Meski mungkin tidak berhubungan secara langsung, namun negara-negara dengan trust yang tinggi juga tercatat memiliki komitmen riset, pendanaan, dan angka publikasi yang tinggi. Skotlandia di tahun 2021 memiliki rasio pengeluaran penelitian dan pengembangan terhadap PDB –atau Gross Expenditure on R&D (GERD) sebesar 2,98%. Sementara GERD Indonesia baru sebesar 0.24%. Namun dalam publikasi riset, meski masih jauh dari UK, Indonesia mulai bisa diacungi jempol karena mengalami peningkatan jumlah publikasi ilmiah mulai dari 6,070 di tahun 2015 sampai 43,300 di tahun 2022.
Indonesia dan high-trust society
Penulis berkeyakinan, keberadaan high-trust society, tidak hanya akan menguntungkan masyarakat untuk menjadi lebih bahagia dan sejahtera, namun juga dalam dunia akademik, sangat memudahkan mahasiswa ataupun peneliti untuk melakukan risetnya. Hal ini tentu sangat berharga dan penting bagi keberlanjutan dan kualitas riset di sebuah negara. Bentuk kepercayaan antar institusi, komunitas, dengan peneliti dapat membentuk atmosfer positif dalam hal menyediakan dukungan moral yang kuat untuk mendorong para peneliti untuk melanjutkan atau memperbanyak penelitian. Hal ini disebabkan karena mereka tahu bahwa proses pengambilan data akan dipermudah oleh masyarakatnya. Tentunya selain dukungan dari segi dana, kuantitas peneliti, fasilitas riset, dan media publikasi yang kredibel. Dalam jangka panjang, harapannya hal ini dapat meningkatkan jumlah publikasi nasional maupun dampak pengaplikasian riset pada kebijakan dan pengambilan keputusan di Indonesia.

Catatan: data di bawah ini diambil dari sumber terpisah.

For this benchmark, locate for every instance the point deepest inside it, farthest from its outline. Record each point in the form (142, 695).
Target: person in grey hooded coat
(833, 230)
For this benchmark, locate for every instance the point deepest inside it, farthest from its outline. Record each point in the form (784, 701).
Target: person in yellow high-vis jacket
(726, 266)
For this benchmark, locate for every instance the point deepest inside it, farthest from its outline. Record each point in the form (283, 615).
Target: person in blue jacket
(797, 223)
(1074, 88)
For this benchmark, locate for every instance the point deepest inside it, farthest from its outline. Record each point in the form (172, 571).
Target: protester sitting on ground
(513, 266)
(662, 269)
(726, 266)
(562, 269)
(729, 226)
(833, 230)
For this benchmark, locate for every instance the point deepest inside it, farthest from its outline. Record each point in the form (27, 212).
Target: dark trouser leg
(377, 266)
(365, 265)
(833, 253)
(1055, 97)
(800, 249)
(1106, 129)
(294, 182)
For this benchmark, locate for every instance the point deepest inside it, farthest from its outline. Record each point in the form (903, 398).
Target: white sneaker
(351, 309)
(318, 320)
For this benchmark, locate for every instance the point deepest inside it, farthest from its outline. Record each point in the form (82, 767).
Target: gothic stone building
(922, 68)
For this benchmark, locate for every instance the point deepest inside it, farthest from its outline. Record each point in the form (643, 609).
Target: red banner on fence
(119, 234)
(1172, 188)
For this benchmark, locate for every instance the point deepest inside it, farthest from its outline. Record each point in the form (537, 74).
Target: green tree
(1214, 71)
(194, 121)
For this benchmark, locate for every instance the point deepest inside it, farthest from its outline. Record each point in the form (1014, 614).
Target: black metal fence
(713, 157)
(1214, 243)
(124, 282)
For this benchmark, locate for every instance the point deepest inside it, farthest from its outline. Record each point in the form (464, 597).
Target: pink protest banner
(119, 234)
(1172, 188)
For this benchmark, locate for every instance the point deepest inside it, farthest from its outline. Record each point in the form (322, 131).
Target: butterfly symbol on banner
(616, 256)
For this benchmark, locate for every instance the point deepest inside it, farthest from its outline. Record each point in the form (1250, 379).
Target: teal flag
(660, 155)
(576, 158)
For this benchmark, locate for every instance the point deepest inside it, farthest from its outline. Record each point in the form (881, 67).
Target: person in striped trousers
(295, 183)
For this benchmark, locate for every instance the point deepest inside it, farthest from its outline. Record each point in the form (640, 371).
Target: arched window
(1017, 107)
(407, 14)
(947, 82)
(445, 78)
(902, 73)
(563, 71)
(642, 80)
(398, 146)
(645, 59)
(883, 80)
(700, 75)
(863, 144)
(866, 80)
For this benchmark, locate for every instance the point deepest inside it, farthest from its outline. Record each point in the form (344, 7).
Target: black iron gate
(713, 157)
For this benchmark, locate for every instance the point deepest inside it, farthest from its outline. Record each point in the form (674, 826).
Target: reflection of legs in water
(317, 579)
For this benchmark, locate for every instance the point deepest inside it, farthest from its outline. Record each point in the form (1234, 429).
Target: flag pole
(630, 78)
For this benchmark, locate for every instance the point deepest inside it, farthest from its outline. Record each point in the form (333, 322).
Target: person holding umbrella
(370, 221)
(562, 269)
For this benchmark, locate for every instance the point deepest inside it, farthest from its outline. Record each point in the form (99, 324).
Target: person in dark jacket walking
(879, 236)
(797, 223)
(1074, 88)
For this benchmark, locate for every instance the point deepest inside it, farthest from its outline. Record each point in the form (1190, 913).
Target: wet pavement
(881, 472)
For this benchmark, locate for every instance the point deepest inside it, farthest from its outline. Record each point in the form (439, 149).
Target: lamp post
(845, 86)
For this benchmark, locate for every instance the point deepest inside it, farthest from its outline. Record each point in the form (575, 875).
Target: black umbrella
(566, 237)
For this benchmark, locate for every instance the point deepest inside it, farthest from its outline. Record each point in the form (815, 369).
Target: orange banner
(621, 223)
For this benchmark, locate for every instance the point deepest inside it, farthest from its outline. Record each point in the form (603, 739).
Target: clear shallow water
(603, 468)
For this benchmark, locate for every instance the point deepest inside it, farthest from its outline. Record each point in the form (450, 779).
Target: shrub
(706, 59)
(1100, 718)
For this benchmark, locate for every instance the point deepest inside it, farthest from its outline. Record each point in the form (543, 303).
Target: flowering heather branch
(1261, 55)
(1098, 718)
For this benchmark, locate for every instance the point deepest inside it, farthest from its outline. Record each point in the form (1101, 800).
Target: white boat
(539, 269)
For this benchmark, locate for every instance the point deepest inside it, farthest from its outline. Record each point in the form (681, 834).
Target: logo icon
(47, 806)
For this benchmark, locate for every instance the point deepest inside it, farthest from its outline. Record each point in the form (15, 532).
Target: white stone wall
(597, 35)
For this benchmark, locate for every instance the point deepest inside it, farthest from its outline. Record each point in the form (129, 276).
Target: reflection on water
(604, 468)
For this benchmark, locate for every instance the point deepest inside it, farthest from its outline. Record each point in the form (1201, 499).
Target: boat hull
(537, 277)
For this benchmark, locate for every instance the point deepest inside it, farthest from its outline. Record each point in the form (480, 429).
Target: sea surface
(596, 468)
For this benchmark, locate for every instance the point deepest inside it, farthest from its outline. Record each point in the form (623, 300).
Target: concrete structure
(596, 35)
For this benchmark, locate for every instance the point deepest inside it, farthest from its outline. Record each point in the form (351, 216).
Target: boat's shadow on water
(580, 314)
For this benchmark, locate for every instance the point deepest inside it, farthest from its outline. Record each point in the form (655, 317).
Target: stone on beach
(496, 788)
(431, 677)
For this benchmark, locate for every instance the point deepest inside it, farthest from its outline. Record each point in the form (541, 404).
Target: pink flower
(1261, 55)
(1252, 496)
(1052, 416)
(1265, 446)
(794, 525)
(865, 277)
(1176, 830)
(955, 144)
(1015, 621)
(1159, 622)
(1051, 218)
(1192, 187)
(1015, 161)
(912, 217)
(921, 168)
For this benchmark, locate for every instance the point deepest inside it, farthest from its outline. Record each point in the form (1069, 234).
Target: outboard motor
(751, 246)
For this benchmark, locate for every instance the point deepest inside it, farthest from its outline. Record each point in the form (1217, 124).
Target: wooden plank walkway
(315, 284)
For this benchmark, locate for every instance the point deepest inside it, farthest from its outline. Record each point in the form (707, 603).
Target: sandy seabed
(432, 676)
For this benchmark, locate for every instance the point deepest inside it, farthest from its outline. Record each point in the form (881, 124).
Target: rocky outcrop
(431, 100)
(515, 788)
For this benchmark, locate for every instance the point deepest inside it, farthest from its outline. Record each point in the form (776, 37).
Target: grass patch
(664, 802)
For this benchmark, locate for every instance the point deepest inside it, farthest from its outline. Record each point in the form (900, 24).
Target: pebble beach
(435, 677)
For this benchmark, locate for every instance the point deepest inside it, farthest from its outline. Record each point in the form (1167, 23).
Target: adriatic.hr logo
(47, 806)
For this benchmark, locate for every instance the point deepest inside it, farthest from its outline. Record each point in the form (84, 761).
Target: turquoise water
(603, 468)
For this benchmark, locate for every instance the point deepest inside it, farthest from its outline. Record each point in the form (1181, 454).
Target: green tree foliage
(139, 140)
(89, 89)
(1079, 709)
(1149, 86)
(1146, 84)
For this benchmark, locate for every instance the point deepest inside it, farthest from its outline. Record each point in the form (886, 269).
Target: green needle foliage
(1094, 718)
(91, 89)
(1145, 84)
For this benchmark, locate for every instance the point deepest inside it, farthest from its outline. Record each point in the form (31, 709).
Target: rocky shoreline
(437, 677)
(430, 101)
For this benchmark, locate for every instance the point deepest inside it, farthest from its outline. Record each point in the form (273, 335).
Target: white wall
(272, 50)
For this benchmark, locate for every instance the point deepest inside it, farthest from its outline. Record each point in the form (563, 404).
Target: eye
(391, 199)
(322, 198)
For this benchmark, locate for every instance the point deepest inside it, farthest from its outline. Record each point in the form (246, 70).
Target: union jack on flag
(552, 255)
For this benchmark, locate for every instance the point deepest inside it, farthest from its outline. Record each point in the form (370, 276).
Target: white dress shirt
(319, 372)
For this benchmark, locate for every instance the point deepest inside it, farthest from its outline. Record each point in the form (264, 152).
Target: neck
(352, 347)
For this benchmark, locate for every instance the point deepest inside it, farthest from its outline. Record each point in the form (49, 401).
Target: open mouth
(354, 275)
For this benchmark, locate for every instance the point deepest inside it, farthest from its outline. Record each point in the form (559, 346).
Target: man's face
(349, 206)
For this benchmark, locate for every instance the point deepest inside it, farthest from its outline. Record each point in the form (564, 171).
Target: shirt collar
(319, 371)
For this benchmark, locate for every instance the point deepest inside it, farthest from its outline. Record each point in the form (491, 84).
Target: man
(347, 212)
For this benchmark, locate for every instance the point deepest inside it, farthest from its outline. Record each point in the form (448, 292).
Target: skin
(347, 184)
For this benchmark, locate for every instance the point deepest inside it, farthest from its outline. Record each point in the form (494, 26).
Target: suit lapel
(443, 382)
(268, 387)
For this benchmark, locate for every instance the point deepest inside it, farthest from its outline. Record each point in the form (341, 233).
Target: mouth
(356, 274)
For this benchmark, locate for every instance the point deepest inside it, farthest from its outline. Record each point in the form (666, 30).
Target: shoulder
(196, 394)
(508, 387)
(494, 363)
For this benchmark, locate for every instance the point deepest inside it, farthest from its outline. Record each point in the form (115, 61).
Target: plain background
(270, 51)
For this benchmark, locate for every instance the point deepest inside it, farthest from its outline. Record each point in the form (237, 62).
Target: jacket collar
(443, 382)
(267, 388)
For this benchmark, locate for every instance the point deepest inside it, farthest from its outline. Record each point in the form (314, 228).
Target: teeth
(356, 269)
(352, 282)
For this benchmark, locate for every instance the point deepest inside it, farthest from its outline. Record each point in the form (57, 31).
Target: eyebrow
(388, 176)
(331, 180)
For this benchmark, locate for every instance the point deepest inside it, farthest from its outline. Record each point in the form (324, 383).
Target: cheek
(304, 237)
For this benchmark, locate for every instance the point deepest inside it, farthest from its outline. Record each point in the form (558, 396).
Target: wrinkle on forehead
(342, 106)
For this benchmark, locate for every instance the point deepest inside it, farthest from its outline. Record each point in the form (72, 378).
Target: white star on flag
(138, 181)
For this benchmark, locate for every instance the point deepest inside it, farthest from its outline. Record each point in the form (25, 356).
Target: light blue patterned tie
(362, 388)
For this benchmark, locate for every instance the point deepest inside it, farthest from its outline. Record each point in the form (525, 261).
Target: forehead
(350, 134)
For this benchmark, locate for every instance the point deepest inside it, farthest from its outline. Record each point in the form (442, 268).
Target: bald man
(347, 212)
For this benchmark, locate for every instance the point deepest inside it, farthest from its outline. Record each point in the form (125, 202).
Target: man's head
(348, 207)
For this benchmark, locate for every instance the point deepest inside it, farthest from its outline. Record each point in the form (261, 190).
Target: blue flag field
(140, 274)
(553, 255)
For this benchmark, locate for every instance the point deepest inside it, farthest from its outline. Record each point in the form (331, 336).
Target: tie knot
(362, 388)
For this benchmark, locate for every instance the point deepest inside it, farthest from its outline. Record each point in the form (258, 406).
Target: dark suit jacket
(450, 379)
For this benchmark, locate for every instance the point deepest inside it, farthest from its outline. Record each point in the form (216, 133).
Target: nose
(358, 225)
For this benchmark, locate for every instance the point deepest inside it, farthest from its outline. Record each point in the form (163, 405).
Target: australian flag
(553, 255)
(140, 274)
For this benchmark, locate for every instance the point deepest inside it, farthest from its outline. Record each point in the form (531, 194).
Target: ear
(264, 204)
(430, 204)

Indonesia tentu perlu belajar untuk meningkatkan tingkat kepercayaan masyarakat, khususnya terhadap masyarakat heterogen. Hal ini tentu dapat bermanfaat untuk meningkatkan kesejahteraan hidup individu, kemapanan ekonomi, bahkan kemajuan dunia riset. Tentu hal ini memerlukan kerja sama dari seluruh lini, dimulai dari perubahan dan penanaman perilaku jujur pada individu dan komunitas, peningkatan keamanan di level komunitas, sampai ke penyederhanaan sistem di level kebijakan. Kerjasama dengan sektor ekonomi juga dibutuhkan karena salah satu riset mengungkapkan rendahnya social trust di Indonesia bisa disebabkan oleh kebutuhan masyarakat Indonesia yang masih mengutamakan keamanan finansial (seperti kebutuhan makanan) dibanding kebutuhan meraih kesejahteraan dengan keharmonisan interaksi antar kelompok.